Egyptian voters are going to the polls in the first presidential vote to be held since the toppling of former President Hosni Mubarak a year ago. The country's premier has appealed for calm, whatever the outcome.
Voters across Egypt are casting their votes at polling stations across the country on Wednesday, with 13 candidates contesting presidential elections.
Members of the country's ruling military council have called on all members of the electorate to take part in the "first step" of the country's democratic process.
Egyptian Prime Minister Kamal el-Ganzouri on Tuesday appealed for calm, urging people to accept the result of the poll.
That plea came after several political groups vowed to stage mass demonstrations if candidates associated with the Mubarak regime win.

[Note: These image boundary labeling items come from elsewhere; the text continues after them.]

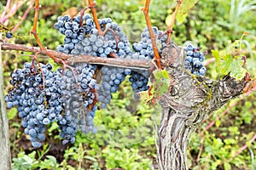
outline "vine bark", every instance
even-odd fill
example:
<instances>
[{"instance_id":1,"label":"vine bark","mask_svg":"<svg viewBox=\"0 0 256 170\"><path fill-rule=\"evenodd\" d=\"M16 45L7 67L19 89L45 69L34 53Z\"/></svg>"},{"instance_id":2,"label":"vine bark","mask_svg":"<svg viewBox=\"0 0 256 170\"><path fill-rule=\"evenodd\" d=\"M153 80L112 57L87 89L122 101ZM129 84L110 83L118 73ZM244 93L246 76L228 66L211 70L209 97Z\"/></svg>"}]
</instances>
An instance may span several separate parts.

Among the leading contenders are Mubarak's last premier Ahmed Shafiq and former foreign minister and Arab League head Amr Moussa.
Others include the Muslim Brotherhood's Mohammed Morsi, independent Islamist Abdel-Monaem Abul-Fetouh and the leftist contender, Hamdeen Sabahy.
Advocates of political Islam made a good showing in parliamentary voting that ended in January.
However, none of the 12 candidates was expected to secure more than half the votes in the first round, making a run-off between the top two likely in June.
The contest is a unique moment for a nation in which elections during Mubarak's 30-year rule were thinly attended, being perceived to be a foregone conclusion.
More than 50 million people are eligible to vote in the two-day poll, from a population of 80 million.